128Woraus sich angesichts dessen die von der Klägerin angeführte Ansehensbeeinträchtigung ergeben soll, ist nicht erkennbar. Es ist überdies schon nichts dafür vorgetragen oder anderweitig ersichtlich, dass die wegen der religiösen Bekleidung versagte Übernahme in das Beamtenverhältnis nach außen, etwa Kollegen der Klägerin, Schülern oder Eltern, bekannt geworden ist.
129Vgl. zu einem solchen Gesichtspunkt auch EuGH, Urteil vom 7. Februar 1990 - Rs. 343/87 (Culin) -, a. a. O. Rn. 27.
130Dass die Klägerin ihren Beruf nur im Angestelltenverhältnis ausüben konnte, bedeutet für sich genommen weder eine Diskriminierung noch eine Stigmatisierung oder Rufschädigung. Bei weitem nicht alle Lehrer sind im Beamtenverhältnis, sondern viele - aus ganz unterschiedlichen Gründen - im Angestelltenverhältnis tätig; sie sind damit nicht etwa geringer geachtete Lehrer zweiter Klasse.
131Vgl. OVG NRW, Beschluss vom 13. September 2019 - 6 A 286/19 -, juris Rn. 8.

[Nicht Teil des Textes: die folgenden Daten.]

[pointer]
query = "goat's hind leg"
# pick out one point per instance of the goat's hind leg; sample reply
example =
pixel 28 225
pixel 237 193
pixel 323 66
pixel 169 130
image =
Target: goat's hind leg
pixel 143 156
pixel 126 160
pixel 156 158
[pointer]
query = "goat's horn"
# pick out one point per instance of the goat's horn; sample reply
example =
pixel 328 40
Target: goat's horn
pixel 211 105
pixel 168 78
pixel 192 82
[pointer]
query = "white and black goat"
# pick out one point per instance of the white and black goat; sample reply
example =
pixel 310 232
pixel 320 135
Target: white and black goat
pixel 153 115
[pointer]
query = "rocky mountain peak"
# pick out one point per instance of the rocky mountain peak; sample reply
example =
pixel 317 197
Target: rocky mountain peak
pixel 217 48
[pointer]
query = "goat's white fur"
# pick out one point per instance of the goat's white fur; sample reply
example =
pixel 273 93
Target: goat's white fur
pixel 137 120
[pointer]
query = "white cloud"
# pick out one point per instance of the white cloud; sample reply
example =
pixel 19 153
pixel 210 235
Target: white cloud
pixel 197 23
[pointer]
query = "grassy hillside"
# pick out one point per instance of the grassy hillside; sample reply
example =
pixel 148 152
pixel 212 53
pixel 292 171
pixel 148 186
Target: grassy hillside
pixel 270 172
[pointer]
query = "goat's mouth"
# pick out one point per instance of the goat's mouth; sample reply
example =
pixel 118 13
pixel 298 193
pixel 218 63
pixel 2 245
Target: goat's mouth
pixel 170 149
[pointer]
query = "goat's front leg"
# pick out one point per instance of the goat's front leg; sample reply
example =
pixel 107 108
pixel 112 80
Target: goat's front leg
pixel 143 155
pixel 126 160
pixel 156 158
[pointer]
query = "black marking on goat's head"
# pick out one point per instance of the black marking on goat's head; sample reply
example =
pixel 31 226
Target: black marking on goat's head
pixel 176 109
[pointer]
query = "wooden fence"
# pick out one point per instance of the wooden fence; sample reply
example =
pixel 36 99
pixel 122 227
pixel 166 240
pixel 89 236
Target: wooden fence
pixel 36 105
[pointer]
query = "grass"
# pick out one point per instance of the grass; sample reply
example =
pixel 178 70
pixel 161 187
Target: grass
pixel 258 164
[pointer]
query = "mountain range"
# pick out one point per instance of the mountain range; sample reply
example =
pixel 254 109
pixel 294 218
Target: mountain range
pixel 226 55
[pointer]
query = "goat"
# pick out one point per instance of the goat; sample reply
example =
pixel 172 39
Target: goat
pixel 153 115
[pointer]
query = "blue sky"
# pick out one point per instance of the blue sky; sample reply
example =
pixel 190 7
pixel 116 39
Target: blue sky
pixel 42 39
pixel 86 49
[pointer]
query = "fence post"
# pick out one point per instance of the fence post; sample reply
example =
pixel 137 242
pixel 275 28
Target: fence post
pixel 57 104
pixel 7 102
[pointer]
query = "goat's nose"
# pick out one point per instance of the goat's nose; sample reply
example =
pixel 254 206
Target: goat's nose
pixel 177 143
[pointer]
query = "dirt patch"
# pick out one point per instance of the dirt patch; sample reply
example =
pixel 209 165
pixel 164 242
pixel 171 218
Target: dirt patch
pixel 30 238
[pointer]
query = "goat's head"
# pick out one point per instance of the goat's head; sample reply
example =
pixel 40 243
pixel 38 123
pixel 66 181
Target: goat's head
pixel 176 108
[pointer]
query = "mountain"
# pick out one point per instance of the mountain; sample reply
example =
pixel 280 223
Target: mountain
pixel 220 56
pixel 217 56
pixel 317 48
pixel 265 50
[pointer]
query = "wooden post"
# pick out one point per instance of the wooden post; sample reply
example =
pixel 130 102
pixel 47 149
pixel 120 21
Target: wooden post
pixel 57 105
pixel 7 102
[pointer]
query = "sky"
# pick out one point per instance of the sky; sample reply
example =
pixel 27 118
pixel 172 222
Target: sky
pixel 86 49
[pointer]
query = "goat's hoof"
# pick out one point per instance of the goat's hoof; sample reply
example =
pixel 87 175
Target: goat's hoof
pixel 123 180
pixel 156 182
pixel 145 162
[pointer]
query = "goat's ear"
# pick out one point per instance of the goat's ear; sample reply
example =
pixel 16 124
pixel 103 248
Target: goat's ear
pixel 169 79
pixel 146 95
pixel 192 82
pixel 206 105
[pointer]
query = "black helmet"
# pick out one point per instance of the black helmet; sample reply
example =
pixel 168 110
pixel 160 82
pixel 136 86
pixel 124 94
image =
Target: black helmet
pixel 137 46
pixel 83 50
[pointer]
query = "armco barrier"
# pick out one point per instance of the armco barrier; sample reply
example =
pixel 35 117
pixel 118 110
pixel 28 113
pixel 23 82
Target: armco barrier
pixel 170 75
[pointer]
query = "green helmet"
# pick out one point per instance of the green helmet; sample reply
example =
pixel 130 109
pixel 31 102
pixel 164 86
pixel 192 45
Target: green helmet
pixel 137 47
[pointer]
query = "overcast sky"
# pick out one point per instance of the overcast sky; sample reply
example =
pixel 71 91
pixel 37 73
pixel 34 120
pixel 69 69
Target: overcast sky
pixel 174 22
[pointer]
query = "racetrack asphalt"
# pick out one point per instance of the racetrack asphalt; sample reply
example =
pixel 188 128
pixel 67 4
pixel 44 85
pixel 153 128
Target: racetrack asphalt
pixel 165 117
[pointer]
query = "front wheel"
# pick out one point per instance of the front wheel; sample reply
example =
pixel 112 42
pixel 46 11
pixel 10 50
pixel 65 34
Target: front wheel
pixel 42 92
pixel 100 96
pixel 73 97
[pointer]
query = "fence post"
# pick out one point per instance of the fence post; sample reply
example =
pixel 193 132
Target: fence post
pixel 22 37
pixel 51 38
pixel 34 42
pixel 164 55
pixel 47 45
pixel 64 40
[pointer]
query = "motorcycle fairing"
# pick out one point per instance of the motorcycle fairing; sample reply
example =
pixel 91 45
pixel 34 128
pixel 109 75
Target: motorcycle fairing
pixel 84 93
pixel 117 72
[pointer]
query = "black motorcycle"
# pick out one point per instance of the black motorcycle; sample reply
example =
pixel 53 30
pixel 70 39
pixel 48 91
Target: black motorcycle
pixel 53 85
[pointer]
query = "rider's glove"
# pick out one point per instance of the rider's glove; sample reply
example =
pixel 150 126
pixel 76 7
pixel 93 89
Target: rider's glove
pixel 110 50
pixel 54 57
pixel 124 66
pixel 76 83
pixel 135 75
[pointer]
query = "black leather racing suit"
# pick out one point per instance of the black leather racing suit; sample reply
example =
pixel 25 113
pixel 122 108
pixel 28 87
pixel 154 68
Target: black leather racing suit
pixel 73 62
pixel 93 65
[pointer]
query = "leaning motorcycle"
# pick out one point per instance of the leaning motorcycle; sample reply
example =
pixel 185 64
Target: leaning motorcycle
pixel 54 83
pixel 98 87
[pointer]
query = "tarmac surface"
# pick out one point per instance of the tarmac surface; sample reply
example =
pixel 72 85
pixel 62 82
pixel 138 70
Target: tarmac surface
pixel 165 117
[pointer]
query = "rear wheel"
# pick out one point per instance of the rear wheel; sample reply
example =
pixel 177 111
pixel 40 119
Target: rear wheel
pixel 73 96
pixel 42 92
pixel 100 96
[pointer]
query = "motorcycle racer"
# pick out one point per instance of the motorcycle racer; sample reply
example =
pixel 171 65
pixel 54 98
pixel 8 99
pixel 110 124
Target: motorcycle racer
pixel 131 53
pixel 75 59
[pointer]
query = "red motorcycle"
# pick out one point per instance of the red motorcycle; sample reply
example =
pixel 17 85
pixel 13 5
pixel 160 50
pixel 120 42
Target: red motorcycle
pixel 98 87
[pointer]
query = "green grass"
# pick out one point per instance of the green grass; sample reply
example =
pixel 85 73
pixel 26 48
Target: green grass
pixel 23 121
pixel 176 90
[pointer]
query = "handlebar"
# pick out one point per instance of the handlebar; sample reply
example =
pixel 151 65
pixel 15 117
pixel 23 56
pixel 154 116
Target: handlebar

132Im Übrigen ist die Klägerin im September 2015 in das Beamtenverhältnis übernommen worden, nachdem § 57 Abs. 4 SchulG NRW a. F. aufgehoben worden war. Etwaige immaterielle Schäden sind damit jedenfalls hinreichend wiedergutgemacht. Ein weiteres Kompensationsbedürfnis, das die Zahlung einer Entschädigung erforderte, ist zur Überzeugung des Senats nicht mehr erkennbar.
133(5) Soweit der Haftungsanspruch an die Pflichtverletzung durch konkludente Ablehnung des Übernahmebegehrens im Jahr 2004 anknüpft, steht ihm überdies der Rechtsgedanke des § 839 Abs. 3 BGB entgegen.
134Dieser Anspruchsausschluss gilt auch beim unionsrechtlichen Staatshaftungsanspruch, soweit dem Geschädigten der Gebrauch des Rechtsmittels zumutbar ist. Der Geschädigte muss sich in angemessener Form um die Verhinderung des Schadenseintritts oder um die Begrenzung des Schadensumfangs bemüht haben, insbesondere rechtzeitig von allen ihm zur Verfügung stehenden Rechtsschutzmöglichkeiten Gebrauch gemacht haben.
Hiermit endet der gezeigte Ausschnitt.